Este gobierno, o uno de los que recorren o han recorrido la misma línea política de claudicación acelerada, el mismo que no levantó ni siquiera un dedo para denunciar la política represiva de la Monarquía marroquí contra las justas y, en su día, reconocidas reivindicaciones saharauis, justificando incluso atropellos, heridos y muertos; el mismo gobierno que mantuvo una posición medida y estudiada tras el golpe de Honduras y el montaje electoral posterior; el gobierno que ha tardado todo lo que ha podido y bastante más en decir algo justo y razonable tras las revueltas populares de Túnez y Egipto después de agitar, como tantos otros, explícita o implícitamente, el fantasma del “islamismo terrorista”; el mismo gobierno que ha permanecido mudo tras las represiones y muertes de Bahreim; el gobierno que se ha estado paseando recientemente por medio de la segunda autoridad del Estado por las monarquías petroleras del Próximo Oriente buscando inversiones para la privatización de las cajas de ahorro; el mismo gobierno que se ha supeditado, una y mil veces, a los dictados del estado racista de Israel; ese mismo gobierno apoya y promueve ahora la intervención militar de la OTAN, un gobierno heredero de aquel otro que hablaba de “OTAN, de entrada no”, y de que España si entraba en la alianza otánica lo haría con ciertas condiciones y que de ningún modo iba a apoyar ninguna aventura imperial, ese gobierno, decía, no sólo apoya sino que promueve, con carácter inminente, la intervención otánica en Libia, ya diseñada en despachos y cuarteles, con fines humanitarios. ¡Como el cemento armado y el amianto cancerígeno!

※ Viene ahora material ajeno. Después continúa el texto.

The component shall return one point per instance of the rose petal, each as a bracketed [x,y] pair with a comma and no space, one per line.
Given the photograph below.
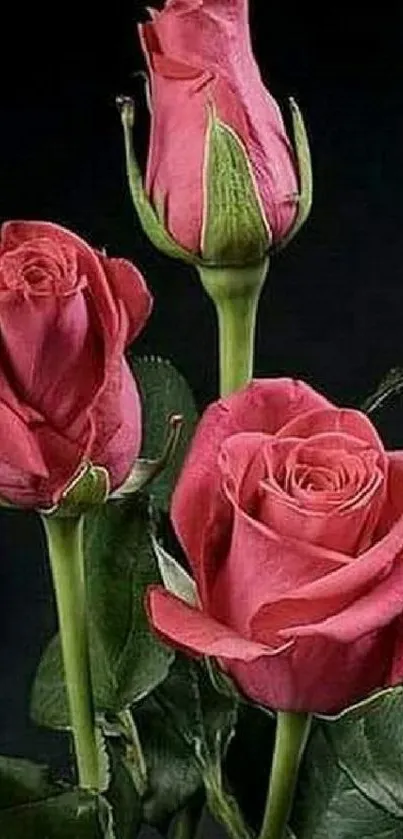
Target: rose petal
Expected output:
[117,419]
[54,357]
[214,39]
[265,405]
[18,447]
[13,233]
[318,675]
[338,420]
[129,286]
[196,632]
[332,596]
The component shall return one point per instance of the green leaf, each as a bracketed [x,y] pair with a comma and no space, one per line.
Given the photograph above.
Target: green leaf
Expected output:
[235,231]
[31,805]
[123,797]
[185,728]
[351,779]
[127,660]
[164,393]
[174,577]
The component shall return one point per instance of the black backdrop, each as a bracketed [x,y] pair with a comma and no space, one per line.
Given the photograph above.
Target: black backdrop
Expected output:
[332,310]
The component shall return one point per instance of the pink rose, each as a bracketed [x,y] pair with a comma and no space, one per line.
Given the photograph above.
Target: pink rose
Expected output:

Para cubrir su rostro con falsos ropajes, la ministra de Defensa-Guerra, la ministra delfín del, digamos, presidente Zapatero, señaló el pasado jueves en el Parlamento que la “operación” de la Alianza debería contar con el visto bueno del Consejo de “Seguridad” la ONU [1]. Los aliados, según parece, mantendrán una reunión la próxima semana. Punto básico de la orden del día: Libia. Ya no hay duda: los buques de guerra, los portaviones atómicos, están en estado de máxima alerta. Falta decidir el nombre de la “operación”. “Tempestades de acero” es candidata a la nominación.

Ni que decir tiene que la intervención otánica contaría con el apoyo del PP -Gustavo de Arístegui: “Por supuesto”- y el muy probable acuerdo de CiU y PNV. Gaspar Llamazares ha puesto un grado de cordura en este barrizal, en este plural coro de hipocresía y abyección: la voluntad expresada por el gobierno el pasado jueves, ha señalado el diputado de IU, es una locura casi mayor que el régimen de Gadafi. El “casi” es innecesario.

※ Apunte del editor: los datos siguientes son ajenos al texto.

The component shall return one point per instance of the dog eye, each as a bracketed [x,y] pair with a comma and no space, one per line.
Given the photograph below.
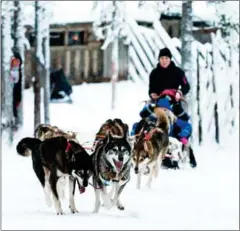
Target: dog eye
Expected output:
[80,172]
[111,152]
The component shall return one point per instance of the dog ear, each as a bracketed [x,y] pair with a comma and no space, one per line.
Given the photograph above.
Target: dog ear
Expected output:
[109,135]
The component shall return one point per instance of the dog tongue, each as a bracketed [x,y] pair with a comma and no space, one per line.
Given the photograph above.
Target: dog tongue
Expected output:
[81,189]
[118,164]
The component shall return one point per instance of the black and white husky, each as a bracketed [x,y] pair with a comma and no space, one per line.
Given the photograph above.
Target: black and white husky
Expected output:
[54,160]
[111,164]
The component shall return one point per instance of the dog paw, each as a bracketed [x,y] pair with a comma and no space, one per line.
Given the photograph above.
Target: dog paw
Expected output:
[61,213]
[120,206]
[95,210]
[74,210]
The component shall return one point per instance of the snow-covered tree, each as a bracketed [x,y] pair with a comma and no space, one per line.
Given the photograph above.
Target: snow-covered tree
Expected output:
[6,83]
[19,42]
[38,55]
[45,19]
[43,12]
[108,25]
[186,48]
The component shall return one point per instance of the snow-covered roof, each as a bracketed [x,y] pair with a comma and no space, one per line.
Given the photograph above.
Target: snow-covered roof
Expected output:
[81,11]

A la intervención la llaman ahora –la palabra “humanitaria” está algo desgastada- “imposición de la paz”. ¿De qué paz hablan? La paz de las petroleras. La ministra de la Guerra de gran proyección política ha comentado que no tiene constancia de que el diseño militar de USA para la intervención en Libia haya puesto en alerta las bases de uso conjunto de Rota y Morón. Entiéndalo al revés, así lo comprenderemos mejor. ¿Bases de uso conjunto? ¿Un gobierno que no tiene constancia de lo que ocurre en bases militares situadas en su propio territorio? Hasta aquí llega la alargada sombra de nuestro servilismo geopolítico.

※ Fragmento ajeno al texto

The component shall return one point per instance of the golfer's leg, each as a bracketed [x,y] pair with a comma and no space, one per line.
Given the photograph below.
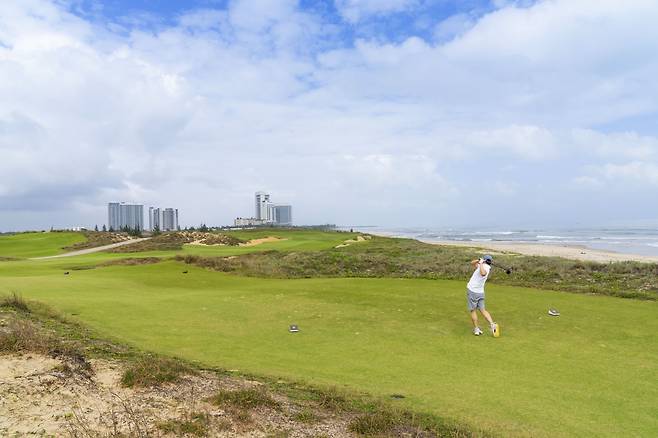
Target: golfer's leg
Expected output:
[474,318]
[486,315]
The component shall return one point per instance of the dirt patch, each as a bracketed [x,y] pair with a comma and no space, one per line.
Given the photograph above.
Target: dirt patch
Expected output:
[358,239]
[255,242]
[176,240]
[36,399]
[133,261]
[97,238]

Recordemos aquel sentido ruego ciudadano: ¡No nos falles!, gritaron miles y miles de jóvenes de izquierda tras el horror que para ellos, y para toda persona de bien, significó la intervención española en la ocupación y destrucción de Iraq. José Luis Rodríguez Zapatero sonreía: “No os fallaré”, dijo. Palabras y compromisos arrojados, una vez más, al cubo inconmensurable de una infamia insoportable que exige ya la movilización urgente de todos y todas.

Notas:

[1] Iñigo Aduriz, “España promueve una intervención de la OTAN en Libia”. Público, 4 de marzo de 2011, p. 9.